Whether they have 10,000 or 50,000, Chinese tickets are at prices that the club has no way to support themselves from tickets alone, in fact, it’s highly unlikely there’s a team in the league making money, so fans don’t matter. That said, Shanghai is Shanghai, you cannot seriously have a domestic league in China without a club in Shanghai.
If this is only a one off thing, it doesn’t matter that much, I can’t imagine Shanghai getting a big attendance for a midweek match against a lower division side, even if it is a quarterfinal.
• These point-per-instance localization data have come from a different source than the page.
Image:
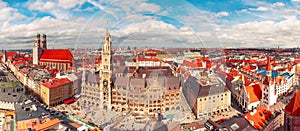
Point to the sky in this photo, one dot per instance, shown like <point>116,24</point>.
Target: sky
<point>151,23</point>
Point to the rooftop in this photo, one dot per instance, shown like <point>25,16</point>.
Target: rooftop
<point>259,117</point>
<point>293,108</point>
<point>254,92</point>
<point>56,82</point>
<point>47,125</point>
<point>57,55</point>
<point>28,110</point>
<point>237,124</point>
<point>12,97</point>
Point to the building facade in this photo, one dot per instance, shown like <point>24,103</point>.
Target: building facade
<point>54,92</point>
<point>61,59</point>
<point>292,114</point>
<point>206,95</point>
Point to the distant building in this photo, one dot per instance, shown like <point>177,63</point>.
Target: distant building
<point>259,117</point>
<point>61,59</point>
<point>236,123</point>
<point>144,86</point>
<point>206,95</point>
<point>292,114</point>
<point>54,92</point>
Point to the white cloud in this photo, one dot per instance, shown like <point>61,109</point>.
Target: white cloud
<point>260,8</point>
<point>278,4</point>
<point>2,4</point>
<point>222,13</point>
<point>264,34</point>
<point>49,5</point>
<point>68,4</point>
<point>8,13</point>
<point>147,7</point>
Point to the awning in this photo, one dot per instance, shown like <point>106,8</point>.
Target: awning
<point>68,101</point>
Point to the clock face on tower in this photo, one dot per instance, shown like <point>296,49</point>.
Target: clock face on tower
<point>105,83</point>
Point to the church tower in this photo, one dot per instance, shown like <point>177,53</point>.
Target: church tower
<point>269,94</point>
<point>106,71</point>
<point>44,42</point>
<point>37,50</point>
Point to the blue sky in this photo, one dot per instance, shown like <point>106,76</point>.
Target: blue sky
<point>158,23</point>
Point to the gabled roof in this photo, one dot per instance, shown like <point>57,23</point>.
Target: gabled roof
<point>10,54</point>
<point>293,108</point>
<point>269,68</point>
<point>255,92</point>
<point>259,117</point>
<point>61,56</point>
<point>56,82</point>
<point>47,125</point>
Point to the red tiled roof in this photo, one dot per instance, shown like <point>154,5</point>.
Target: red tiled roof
<point>255,92</point>
<point>149,59</point>
<point>60,56</point>
<point>260,117</point>
<point>293,108</point>
<point>56,82</point>
<point>19,63</point>
<point>269,68</point>
<point>68,101</point>
<point>98,60</point>
<point>47,125</point>
<point>10,54</point>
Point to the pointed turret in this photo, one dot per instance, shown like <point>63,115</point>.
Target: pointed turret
<point>269,67</point>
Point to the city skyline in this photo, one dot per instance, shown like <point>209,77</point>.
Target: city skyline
<point>182,23</point>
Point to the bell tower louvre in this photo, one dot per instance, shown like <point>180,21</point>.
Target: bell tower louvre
<point>106,72</point>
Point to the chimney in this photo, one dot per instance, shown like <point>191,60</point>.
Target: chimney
<point>44,42</point>
<point>37,40</point>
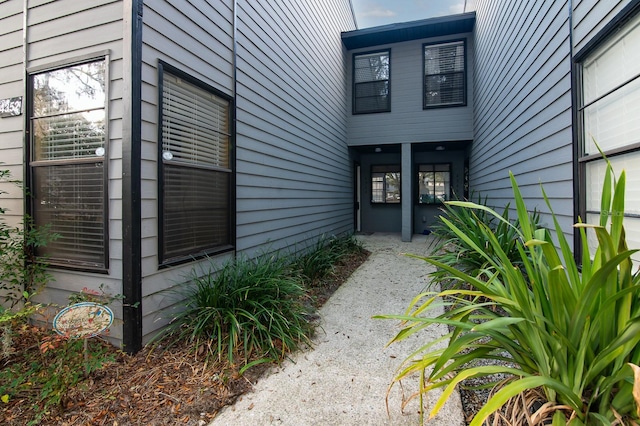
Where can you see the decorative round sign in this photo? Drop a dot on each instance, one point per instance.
(83, 320)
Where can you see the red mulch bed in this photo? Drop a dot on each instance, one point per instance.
(153, 387)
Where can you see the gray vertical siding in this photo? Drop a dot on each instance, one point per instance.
(293, 171)
(407, 121)
(522, 108)
(590, 17)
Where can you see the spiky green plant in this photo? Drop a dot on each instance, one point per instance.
(454, 251)
(249, 307)
(572, 332)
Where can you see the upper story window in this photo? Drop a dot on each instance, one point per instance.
(385, 184)
(609, 107)
(371, 82)
(444, 74)
(68, 145)
(196, 168)
(434, 183)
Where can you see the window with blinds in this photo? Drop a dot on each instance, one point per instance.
(196, 169)
(371, 88)
(444, 74)
(67, 164)
(434, 183)
(385, 184)
(609, 108)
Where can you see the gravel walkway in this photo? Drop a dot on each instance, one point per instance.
(343, 380)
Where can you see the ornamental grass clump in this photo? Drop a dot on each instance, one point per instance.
(248, 309)
(461, 254)
(568, 333)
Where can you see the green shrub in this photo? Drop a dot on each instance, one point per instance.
(460, 253)
(570, 332)
(250, 307)
(320, 259)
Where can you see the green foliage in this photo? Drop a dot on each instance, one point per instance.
(45, 376)
(566, 330)
(475, 223)
(319, 259)
(22, 275)
(248, 307)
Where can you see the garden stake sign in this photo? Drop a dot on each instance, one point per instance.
(82, 321)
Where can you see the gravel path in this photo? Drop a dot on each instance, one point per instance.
(343, 380)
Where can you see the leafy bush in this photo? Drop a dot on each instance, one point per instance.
(454, 251)
(22, 275)
(573, 333)
(249, 307)
(320, 259)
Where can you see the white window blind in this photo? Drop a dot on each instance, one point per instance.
(196, 165)
(68, 173)
(444, 74)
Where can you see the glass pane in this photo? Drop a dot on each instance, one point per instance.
(392, 183)
(70, 198)
(76, 88)
(377, 188)
(613, 63)
(67, 136)
(613, 121)
(195, 210)
(371, 67)
(195, 125)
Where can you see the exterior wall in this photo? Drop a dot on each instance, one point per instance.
(408, 122)
(294, 178)
(58, 32)
(11, 128)
(590, 17)
(293, 172)
(522, 108)
(198, 40)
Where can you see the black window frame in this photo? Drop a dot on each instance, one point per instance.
(385, 170)
(463, 103)
(436, 201)
(356, 85)
(581, 157)
(166, 259)
(83, 163)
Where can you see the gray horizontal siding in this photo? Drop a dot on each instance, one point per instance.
(523, 105)
(407, 121)
(58, 32)
(195, 37)
(590, 17)
(293, 170)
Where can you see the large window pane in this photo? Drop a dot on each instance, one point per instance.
(371, 90)
(444, 71)
(68, 149)
(385, 184)
(434, 183)
(196, 170)
(70, 199)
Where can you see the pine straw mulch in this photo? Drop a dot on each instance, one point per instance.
(154, 387)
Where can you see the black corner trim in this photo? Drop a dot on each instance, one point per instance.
(131, 196)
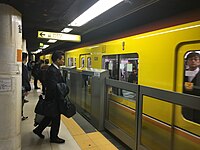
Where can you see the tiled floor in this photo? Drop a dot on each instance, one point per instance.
(31, 142)
(76, 131)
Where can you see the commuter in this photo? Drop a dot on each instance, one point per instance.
(43, 69)
(192, 84)
(54, 77)
(36, 73)
(25, 82)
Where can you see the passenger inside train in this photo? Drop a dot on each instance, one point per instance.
(192, 84)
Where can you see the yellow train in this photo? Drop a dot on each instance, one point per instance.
(158, 60)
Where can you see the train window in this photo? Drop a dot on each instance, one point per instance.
(82, 62)
(89, 62)
(74, 61)
(129, 68)
(128, 72)
(191, 83)
(70, 61)
(110, 63)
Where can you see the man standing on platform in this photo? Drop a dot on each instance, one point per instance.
(52, 113)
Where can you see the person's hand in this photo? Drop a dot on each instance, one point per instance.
(188, 86)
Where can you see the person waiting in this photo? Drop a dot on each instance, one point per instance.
(52, 114)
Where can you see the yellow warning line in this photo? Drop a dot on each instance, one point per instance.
(94, 140)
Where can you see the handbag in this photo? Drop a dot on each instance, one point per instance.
(39, 108)
(67, 108)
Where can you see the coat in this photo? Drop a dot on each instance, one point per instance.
(52, 97)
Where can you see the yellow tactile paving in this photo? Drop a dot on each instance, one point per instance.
(84, 141)
(72, 126)
(98, 139)
(91, 141)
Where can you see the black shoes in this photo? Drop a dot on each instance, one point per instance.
(57, 140)
(38, 134)
(24, 118)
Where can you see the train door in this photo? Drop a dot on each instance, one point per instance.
(187, 120)
(85, 61)
(70, 61)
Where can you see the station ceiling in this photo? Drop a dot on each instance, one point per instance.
(54, 15)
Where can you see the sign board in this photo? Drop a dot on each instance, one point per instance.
(59, 36)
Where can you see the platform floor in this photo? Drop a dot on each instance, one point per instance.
(77, 136)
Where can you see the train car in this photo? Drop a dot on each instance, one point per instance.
(44, 57)
(154, 59)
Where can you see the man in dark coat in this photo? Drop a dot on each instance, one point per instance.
(25, 81)
(52, 113)
(192, 85)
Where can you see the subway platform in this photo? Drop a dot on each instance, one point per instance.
(76, 131)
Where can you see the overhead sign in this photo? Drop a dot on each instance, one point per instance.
(59, 36)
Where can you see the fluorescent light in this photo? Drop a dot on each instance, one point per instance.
(51, 41)
(45, 46)
(38, 51)
(94, 11)
(66, 30)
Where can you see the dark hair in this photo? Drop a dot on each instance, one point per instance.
(193, 54)
(46, 61)
(24, 56)
(57, 55)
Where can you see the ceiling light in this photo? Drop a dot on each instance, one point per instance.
(38, 51)
(66, 30)
(51, 41)
(94, 11)
(45, 46)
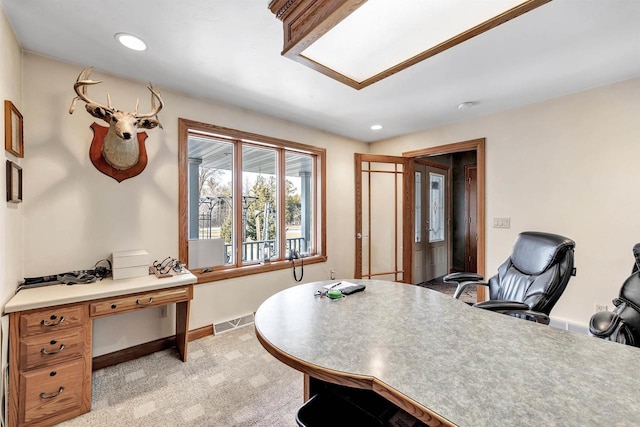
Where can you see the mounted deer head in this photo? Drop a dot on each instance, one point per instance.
(120, 147)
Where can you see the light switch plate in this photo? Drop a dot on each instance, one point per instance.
(501, 222)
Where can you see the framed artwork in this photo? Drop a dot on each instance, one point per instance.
(14, 182)
(13, 138)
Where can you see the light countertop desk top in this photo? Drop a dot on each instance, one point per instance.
(47, 296)
(466, 366)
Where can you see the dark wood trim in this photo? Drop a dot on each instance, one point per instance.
(238, 269)
(477, 145)
(131, 353)
(305, 21)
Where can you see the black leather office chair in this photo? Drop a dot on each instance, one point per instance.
(530, 281)
(623, 324)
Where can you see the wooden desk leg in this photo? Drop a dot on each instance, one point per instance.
(182, 328)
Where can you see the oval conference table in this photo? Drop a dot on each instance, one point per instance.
(448, 363)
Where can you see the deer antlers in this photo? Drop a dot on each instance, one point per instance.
(80, 87)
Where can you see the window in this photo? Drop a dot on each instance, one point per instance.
(248, 201)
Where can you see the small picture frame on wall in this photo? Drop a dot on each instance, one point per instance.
(14, 182)
(13, 137)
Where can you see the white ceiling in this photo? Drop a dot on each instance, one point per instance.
(229, 51)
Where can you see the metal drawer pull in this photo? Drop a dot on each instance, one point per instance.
(44, 350)
(145, 303)
(59, 322)
(43, 395)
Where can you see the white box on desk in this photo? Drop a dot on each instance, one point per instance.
(128, 264)
(129, 272)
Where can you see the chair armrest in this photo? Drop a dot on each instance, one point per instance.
(513, 307)
(463, 277)
(463, 285)
(604, 323)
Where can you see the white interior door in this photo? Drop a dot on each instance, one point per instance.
(381, 226)
(432, 226)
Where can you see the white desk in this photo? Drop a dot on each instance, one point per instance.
(50, 339)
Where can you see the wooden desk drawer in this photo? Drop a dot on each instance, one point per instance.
(53, 319)
(135, 302)
(49, 391)
(54, 347)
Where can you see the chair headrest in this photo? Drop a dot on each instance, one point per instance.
(534, 252)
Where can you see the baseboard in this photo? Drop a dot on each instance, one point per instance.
(233, 324)
(131, 353)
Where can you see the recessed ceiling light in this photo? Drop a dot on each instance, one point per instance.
(131, 41)
(466, 105)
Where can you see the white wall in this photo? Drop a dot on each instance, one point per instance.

I’ve heard rumors that the dates have been moved up, but according to Sina, the next round will be played on November 20. Also, if Shenhua beat Yanbian, they’d need Shaanxi to beat Tianjin to have another home match.
Can’t blame them. Shanghai has a population of 20,000 but can only average 10-12,000 gates. Pathetic.
Whoops, I mean 20 million.
What a fucking disgrace. This can never be allowed to happen. Shanghai had 3 teams originally: One folded, one was “moved” to xian and Shenhua is all that is left. Whilst i agree that the city seems largely disinterested in football and apathetic towards Shenhua – what happens to the 20,000 hardcore that do care and go to games home and away, does the 傻屄 who has come up with this plan think they can afford to go and watch them there or that they will go watch Hangzhou or Naning instead. I really am angry at teh suggestion that this may possibly be long term. Chinese football, with the emergence of multimillion pound signings, sponsorship and a “franchise” ideal, is following its European cousins – straight to the dogs.